Ma le emozioni non influenzano solo il ricordo: condizionano anche l’apprendimento e la motivazione. Uno stato mentale positivo favorisce la curiosità e la voglia di esplorare, mentre stress e ansia cronica possono inibire la neuroplasticità, ridurre la flessibilità cognitiva e bloccare i processi di adattamento. Allenare il cervello significa quindi anche prendersi cura del proprio equilibrio emotivo, perché mente e corpo sono più intrecciati di quanto sembri.
Neuroplasticità e longevità cognitiva
In un mondo che invecchia, la domanda cruciale è: possiamo mantenere il cervello giovane?
La risposta è sì, in parte. Non possiamo evitare completamente il declino fisiologico, ma possiamo ritardarlo e ridurne l’impatto. Le persone che coltivano relazioni sociali attive, apprendono cose nuove, si muovono regolarmente e mantengono un’alimentazione sana mostrano una riduzione significativa del rischio di deterioramento cognitivo.
La neuroplasticità è la chiave della resilienza cerebrale, cioè della capacità del cervello di adattarsi anche in presenza di danni o malattie. Più connessioni creiamo in gioventù e in età adulta, più “riserva cognitiva” accumuliamo, e più siamo protetti in vecchiaia. Non è solo una questione genetica, ma di scelte quotidiane.

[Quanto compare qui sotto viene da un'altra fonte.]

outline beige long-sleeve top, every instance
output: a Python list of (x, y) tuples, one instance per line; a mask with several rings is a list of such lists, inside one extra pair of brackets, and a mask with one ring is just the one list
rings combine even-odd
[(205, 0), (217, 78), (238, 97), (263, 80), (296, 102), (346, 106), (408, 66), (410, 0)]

Pertanto, sebbene la plasticità cerebrale diminuisca con l’età, è ormai chiaro che il cervello umano non smette mai di imparare e di adattarsi a nuove situazioni e cambiamenti. Attraverso uno stile di vita sano, stimoli cognitivi costanti e la curiosità verso nuove esperienze, tutti possiamo sfruttare il potenziale della neuroplasticità per migliorare la nostra qualità di vita.